Glen Canyon Dam is the central element of the Colorado River Storage Project. If it failed, the resulting damage could limit or completely cut off water supply to residences or farmlands along the Colorado River, and depending on damage to canal headworks, even cut off water to southern California.

== Restoration efforts ==
Following the construction of Glen Canyon Dam, the decrease in downstream sediment supply and the altered flow conditions led to long-term effects in the sandbars formation, riparian habitat, and native fish populations along the Colorado River through the Grand Canyon corridor. These changes led resource managers to develop adaptive management strategies to improve ecological conditions downstream while continuing to meet hydropower and water storage objectives. Which include controlled high-flow releases designed to redistribute sediments from tributaries and rebuild sandbars that provide habitats for native species.

Restoration strategies have included adjustments to the dam release flow, which will help improve habitat conditions for the native fish. For example, the Humpback Chub, a native fish whose population has declined due to the regulations for the river. Flow experiments and  trout management flows are being used to regulate the habitats suitability downstream as an ongoing effort to support native species recovery while maintaining recreational fisheries in Glen Canyon.

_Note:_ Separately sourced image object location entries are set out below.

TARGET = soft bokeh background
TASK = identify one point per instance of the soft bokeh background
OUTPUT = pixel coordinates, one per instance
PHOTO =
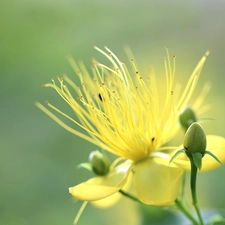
(38, 159)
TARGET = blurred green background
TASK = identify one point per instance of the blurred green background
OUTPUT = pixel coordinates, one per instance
(38, 159)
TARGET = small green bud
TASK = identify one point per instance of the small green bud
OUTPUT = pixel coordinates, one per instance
(99, 162)
(187, 117)
(195, 139)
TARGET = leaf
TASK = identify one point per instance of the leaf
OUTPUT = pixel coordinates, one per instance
(87, 166)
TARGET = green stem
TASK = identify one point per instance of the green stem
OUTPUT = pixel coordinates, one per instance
(129, 196)
(185, 211)
(194, 171)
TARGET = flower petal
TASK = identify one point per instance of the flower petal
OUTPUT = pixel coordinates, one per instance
(108, 201)
(216, 145)
(156, 183)
(102, 186)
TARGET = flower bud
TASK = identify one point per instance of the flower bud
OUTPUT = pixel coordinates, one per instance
(99, 162)
(195, 139)
(187, 117)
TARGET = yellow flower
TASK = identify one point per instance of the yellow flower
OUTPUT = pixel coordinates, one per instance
(131, 116)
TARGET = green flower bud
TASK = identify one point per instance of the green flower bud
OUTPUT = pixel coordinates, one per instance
(99, 162)
(195, 139)
(187, 117)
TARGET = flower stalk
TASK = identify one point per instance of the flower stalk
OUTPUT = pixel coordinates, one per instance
(193, 180)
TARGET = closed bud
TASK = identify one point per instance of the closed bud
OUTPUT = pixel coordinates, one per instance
(187, 117)
(195, 139)
(99, 162)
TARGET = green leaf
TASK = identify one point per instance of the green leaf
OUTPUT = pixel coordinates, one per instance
(177, 154)
(87, 166)
(211, 154)
(197, 157)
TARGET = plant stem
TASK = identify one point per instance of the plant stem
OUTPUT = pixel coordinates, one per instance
(193, 179)
(185, 211)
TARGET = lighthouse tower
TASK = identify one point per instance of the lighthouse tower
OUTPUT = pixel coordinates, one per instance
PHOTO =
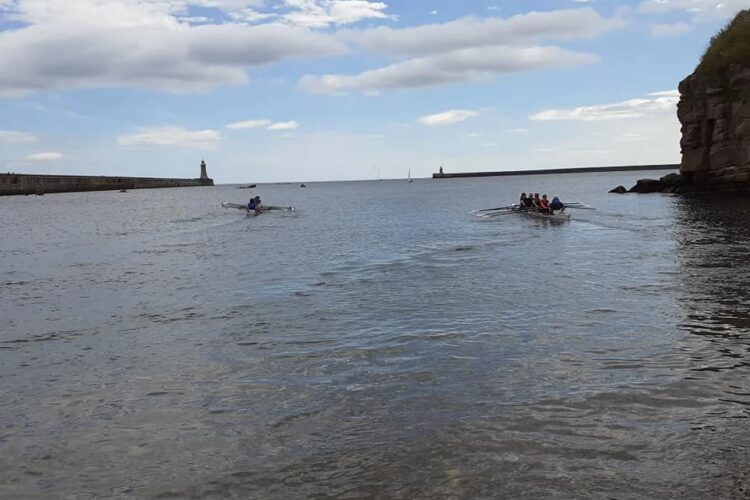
(205, 180)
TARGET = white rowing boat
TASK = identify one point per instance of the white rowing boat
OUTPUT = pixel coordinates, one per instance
(264, 209)
(561, 216)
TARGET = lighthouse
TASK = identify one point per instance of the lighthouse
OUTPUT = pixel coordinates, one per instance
(205, 179)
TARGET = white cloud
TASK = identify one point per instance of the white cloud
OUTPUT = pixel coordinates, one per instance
(525, 29)
(140, 43)
(448, 117)
(457, 66)
(467, 49)
(249, 124)
(14, 137)
(171, 136)
(663, 30)
(699, 9)
(633, 108)
(290, 125)
(324, 13)
(47, 156)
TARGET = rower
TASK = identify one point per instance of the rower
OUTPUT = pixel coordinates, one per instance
(529, 201)
(522, 201)
(544, 205)
(556, 205)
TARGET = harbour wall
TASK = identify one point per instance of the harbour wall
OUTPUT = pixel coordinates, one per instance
(16, 184)
(576, 170)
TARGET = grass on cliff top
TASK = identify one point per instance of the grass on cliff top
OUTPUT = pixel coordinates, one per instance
(729, 46)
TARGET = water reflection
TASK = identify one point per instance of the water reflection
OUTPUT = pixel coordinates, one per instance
(713, 250)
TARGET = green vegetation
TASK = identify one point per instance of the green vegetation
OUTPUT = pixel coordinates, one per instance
(729, 46)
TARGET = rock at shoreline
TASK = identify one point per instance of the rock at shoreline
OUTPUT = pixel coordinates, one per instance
(647, 186)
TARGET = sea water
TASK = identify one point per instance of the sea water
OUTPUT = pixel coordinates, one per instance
(379, 341)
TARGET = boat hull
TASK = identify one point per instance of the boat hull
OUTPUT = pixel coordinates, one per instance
(559, 216)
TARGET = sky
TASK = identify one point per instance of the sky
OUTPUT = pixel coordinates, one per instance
(318, 90)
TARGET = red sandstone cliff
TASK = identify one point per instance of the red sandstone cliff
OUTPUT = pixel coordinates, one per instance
(714, 111)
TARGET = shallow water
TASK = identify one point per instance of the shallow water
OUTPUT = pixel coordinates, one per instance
(378, 342)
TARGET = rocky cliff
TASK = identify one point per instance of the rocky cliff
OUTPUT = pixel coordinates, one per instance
(714, 111)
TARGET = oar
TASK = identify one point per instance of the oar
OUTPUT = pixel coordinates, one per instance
(493, 209)
(497, 214)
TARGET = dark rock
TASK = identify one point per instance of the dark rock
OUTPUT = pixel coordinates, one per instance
(673, 180)
(647, 186)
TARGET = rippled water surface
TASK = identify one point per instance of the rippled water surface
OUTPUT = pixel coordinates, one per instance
(378, 342)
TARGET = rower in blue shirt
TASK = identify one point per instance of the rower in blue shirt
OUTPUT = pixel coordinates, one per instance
(556, 204)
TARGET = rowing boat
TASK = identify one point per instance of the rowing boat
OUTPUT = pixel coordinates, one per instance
(266, 208)
(559, 216)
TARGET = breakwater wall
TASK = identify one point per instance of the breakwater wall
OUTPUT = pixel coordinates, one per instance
(15, 184)
(575, 170)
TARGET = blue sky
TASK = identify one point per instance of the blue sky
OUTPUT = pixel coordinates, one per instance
(303, 90)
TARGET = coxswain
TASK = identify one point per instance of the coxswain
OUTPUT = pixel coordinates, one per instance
(536, 202)
(556, 204)
(544, 205)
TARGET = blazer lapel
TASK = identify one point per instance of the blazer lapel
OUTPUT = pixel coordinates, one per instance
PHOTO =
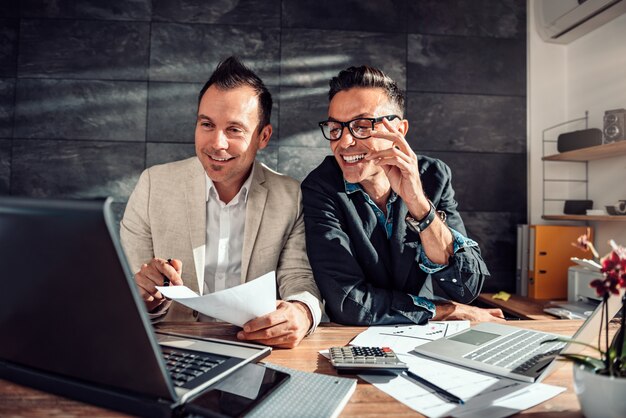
(255, 206)
(196, 214)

Even though controlling flood and flow adjustments have increased the a sandbars size temporarily and have improved some habitat conditions, research shows that restoration outcomes continue to remain limited due to the continuous sediment trapping in Lake Powell. As a result, restoration efforts rely on coordinated reservoir operations together with sediment inputs from tributaries such as Paria River as a part of the ongoing adaptive management approaches intended to support downstream ecosystem recovery.